July 31 (Bloomberg) -- Shinhan Financial Group Co., South Korea’s largest financial company by market value, said second-quarter profit slumped as provisions for bad loans rose and the lending margin narrowed.
Net income fell to 631.4 billion won ($558 million) in the three months ended June 30 from 964.8 billion won a year earlier, when the company gained 352.2 billion won by selling a stake in Hyundai Engineering & Construction Co., Shinhan said in an e-mailed statement. The average of 26 analyst estimates compiled by Bloomberg was for 654.1 billion won profit.
Shinhan joins KB Financial Group Inc. in reporting lower earnings as lenders set aside more funds for potential losses on loans to builders, shipping lines and households amid slower economic growth. Profit may erode further as the central bank’s interest-rate cut earlier this month shrinks loan margins.
“Provision costs pressured earnings last quarter,” Kim Eun Gab, a Seoul-based analyst at NH Investment & Securities Co., said before the results were published. “Earnings momentum should further wane in the second half. Shinhan and other banks may have to add buffers against potential losses amid unstable economic conditions.”
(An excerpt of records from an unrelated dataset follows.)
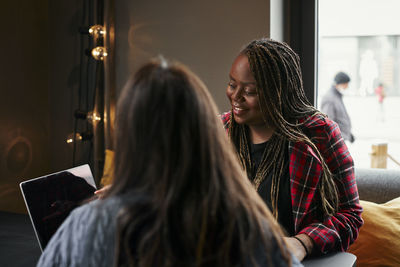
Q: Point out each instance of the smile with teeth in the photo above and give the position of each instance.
(237, 109)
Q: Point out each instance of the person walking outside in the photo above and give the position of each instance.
(333, 106)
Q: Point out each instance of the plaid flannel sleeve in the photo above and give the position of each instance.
(338, 232)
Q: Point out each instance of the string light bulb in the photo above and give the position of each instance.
(79, 137)
(99, 53)
(97, 30)
(93, 117)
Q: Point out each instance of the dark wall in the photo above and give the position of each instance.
(205, 35)
(24, 116)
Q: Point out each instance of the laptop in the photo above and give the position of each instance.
(49, 199)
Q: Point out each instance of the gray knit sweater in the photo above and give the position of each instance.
(87, 238)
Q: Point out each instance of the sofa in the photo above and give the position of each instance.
(378, 185)
(378, 243)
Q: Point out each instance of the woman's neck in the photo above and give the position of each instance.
(260, 133)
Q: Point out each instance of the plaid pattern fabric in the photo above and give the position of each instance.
(334, 233)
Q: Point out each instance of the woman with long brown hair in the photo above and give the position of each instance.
(179, 196)
(293, 154)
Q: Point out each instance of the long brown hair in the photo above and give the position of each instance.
(283, 103)
(197, 206)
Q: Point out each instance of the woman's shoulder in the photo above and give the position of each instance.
(88, 230)
(319, 127)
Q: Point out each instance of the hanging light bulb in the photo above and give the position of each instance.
(99, 53)
(71, 139)
(79, 137)
(93, 117)
(97, 30)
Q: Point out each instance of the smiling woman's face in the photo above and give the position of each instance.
(242, 93)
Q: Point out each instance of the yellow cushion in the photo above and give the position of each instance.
(379, 241)
(108, 171)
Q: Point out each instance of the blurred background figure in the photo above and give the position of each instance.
(381, 94)
(368, 72)
(333, 106)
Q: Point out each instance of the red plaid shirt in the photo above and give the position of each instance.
(338, 232)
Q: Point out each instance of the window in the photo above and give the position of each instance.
(362, 39)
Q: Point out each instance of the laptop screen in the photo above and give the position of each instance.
(51, 198)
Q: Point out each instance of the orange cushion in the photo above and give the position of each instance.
(378, 243)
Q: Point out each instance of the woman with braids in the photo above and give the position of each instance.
(179, 196)
(293, 154)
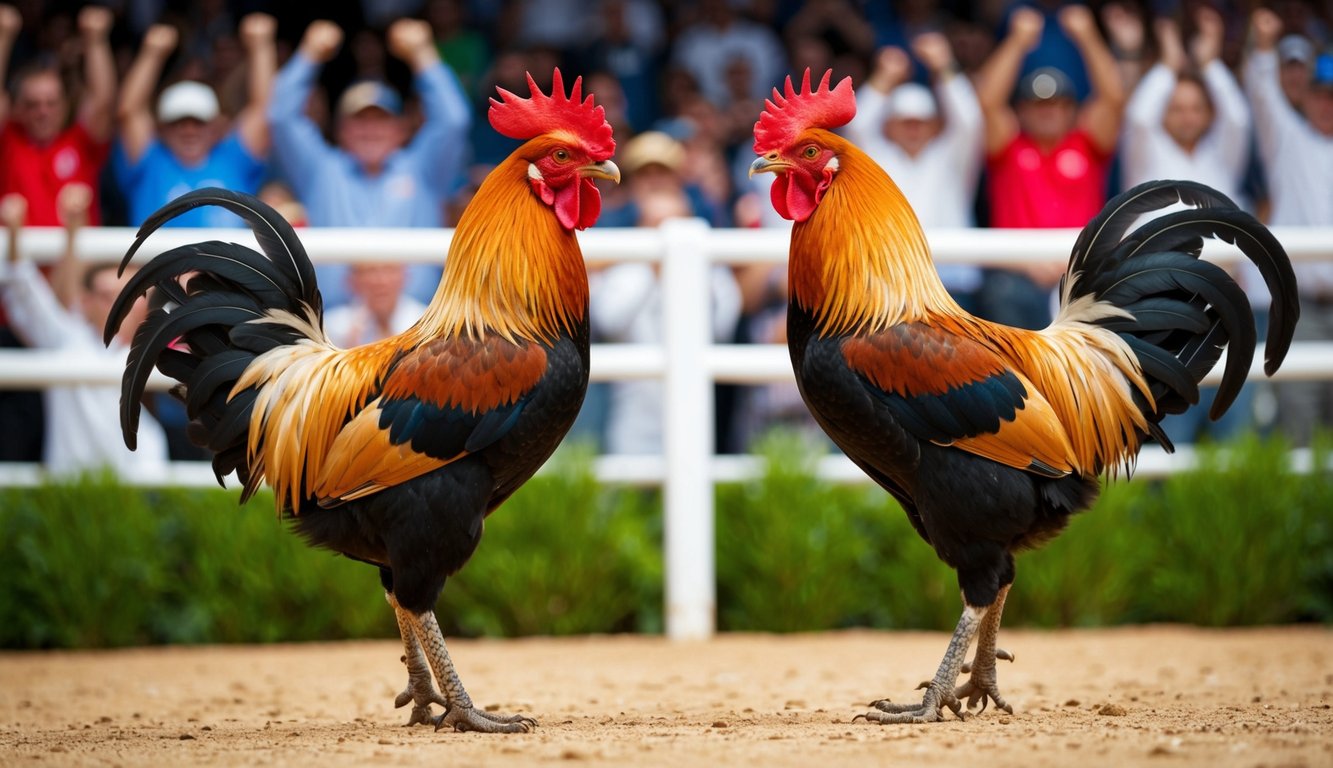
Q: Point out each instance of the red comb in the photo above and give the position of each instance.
(787, 115)
(519, 118)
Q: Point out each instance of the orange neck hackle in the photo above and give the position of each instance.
(512, 268)
(861, 263)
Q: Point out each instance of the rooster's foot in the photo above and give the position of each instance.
(931, 710)
(481, 722)
(983, 686)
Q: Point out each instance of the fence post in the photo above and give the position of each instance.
(688, 431)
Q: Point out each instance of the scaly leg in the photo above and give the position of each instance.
(420, 690)
(983, 686)
(939, 692)
(459, 711)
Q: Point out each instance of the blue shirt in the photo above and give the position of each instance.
(159, 178)
(411, 190)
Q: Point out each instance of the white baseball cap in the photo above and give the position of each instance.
(187, 99)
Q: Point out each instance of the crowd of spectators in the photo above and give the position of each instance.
(365, 114)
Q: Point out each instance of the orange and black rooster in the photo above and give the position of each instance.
(393, 452)
(992, 436)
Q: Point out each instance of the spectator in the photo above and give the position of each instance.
(373, 176)
(923, 138)
(627, 307)
(1297, 154)
(83, 430)
(1192, 122)
(40, 148)
(1048, 156)
(379, 306)
(707, 48)
(184, 148)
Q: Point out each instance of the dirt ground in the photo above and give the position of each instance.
(1137, 696)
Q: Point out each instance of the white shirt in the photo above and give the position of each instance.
(1297, 162)
(941, 180)
(627, 307)
(1220, 156)
(83, 422)
(352, 326)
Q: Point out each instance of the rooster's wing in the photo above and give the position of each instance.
(440, 402)
(951, 390)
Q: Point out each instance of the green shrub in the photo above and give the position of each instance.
(1241, 540)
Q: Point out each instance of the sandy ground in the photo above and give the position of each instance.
(1137, 696)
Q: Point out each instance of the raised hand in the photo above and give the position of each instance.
(1207, 46)
(1077, 22)
(1124, 27)
(935, 52)
(257, 30)
(11, 22)
(72, 204)
(409, 38)
(160, 39)
(1025, 26)
(1265, 28)
(95, 22)
(321, 40)
(1169, 44)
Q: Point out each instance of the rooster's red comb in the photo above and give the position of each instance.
(787, 115)
(519, 118)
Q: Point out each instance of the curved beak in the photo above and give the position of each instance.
(769, 164)
(604, 170)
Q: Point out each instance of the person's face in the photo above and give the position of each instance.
(369, 136)
(1188, 114)
(1047, 119)
(101, 294)
(1319, 108)
(912, 134)
(1295, 78)
(379, 286)
(40, 107)
(189, 139)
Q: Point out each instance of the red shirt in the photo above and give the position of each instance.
(1064, 188)
(40, 172)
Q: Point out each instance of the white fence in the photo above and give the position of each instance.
(687, 362)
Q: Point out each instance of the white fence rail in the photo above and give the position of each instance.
(687, 362)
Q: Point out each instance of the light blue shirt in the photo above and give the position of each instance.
(412, 188)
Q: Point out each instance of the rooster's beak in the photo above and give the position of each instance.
(604, 170)
(769, 164)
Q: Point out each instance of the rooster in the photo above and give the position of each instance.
(992, 436)
(395, 452)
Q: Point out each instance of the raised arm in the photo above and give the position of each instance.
(297, 143)
(99, 96)
(892, 68)
(1273, 115)
(9, 26)
(1000, 74)
(441, 142)
(1232, 119)
(135, 112)
(256, 34)
(1101, 114)
(65, 276)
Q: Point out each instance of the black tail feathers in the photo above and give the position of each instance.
(188, 334)
(1183, 311)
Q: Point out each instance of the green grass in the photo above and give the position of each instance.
(1241, 540)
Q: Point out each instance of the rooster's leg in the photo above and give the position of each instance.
(939, 692)
(420, 690)
(983, 686)
(459, 711)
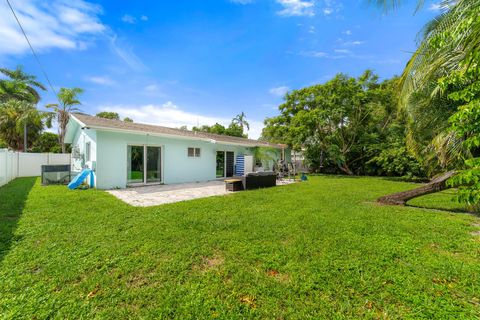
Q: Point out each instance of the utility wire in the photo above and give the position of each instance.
(31, 48)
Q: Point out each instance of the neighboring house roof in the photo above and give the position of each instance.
(122, 126)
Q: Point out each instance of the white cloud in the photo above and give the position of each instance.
(296, 8)
(152, 88)
(52, 24)
(101, 80)
(129, 19)
(279, 91)
(170, 115)
(350, 43)
(327, 11)
(242, 1)
(331, 6)
(125, 52)
(345, 51)
(314, 54)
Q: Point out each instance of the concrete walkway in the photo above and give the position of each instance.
(161, 194)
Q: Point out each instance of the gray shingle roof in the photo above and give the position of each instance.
(101, 123)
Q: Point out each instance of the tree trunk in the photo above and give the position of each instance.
(400, 199)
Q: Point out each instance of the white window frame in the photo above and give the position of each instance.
(197, 152)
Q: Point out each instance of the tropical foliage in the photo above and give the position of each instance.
(20, 121)
(68, 100)
(347, 125)
(235, 129)
(108, 115)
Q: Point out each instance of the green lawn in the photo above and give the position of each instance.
(320, 249)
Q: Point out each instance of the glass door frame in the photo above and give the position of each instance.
(225, 163)
(145, 164)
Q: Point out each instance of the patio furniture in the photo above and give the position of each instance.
(256, 180)
(233, 185)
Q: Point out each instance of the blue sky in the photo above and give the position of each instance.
(187, 62)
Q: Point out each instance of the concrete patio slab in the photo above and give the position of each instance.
(162, 194)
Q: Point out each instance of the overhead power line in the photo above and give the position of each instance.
(31, 48)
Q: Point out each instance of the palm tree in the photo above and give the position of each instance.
(241, 121)
(449, 43)
(68, 98)
(20, 123)
(20, 86)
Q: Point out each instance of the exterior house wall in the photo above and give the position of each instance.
(177, 167)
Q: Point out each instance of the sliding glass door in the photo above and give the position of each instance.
(144, 165)
(154, 164)
(225, 164)
(220, 164)
(135, 164)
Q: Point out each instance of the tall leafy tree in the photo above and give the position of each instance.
(331, 122)
(19, 86)
(18, 118)
(108, 115)
(241, 121)
(68, 101)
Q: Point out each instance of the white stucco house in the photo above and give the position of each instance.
(126, 154)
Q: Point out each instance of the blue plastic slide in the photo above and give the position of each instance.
(79, 178)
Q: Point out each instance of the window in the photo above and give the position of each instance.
(87, 151)
(194, 152)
Shares of Seoul-based Shinhan gained 2.1 percent to 36,200 won at the 3 p.m. close of trading before the earnings were released. The shares have lost 8.9 percent this year, more than the 57-stock Korea Financial Industry index’s 1 percent decline.
Loan-loss provisions rose 13 percent last quarter from a year earlier to 326.2 billion won, Shinhan said. The net interest margin, a measure of lending profitability, narrowed to 2.52 percent from 2.72 percent a year earlier and 2.57 percent in the previous quarter.
Non-performing loans climbed to 1.48 percent of total credit from 1.45 percent three months earlier.
The Bank of Korea unexpectedly cut the benchmark rate a quarter point to 3 percent on July 12 and signaled it would act preemptively to protect against a slowing global economy. The central bank later lowered its 2012 growth forecast to 3 percent from 3.5 percent, its second downgrade this year.
Combined earnings at South Korea’s 18 lenders including Shinhan’s banking unit plunged 59 percent last quarter from a year earlier when the lenders posted gains from selling stakes in Hyundai Engineering, the Financial Supervisory Service said yesterday. Increased provisions and smaller loan margins weighed on their profits, it said.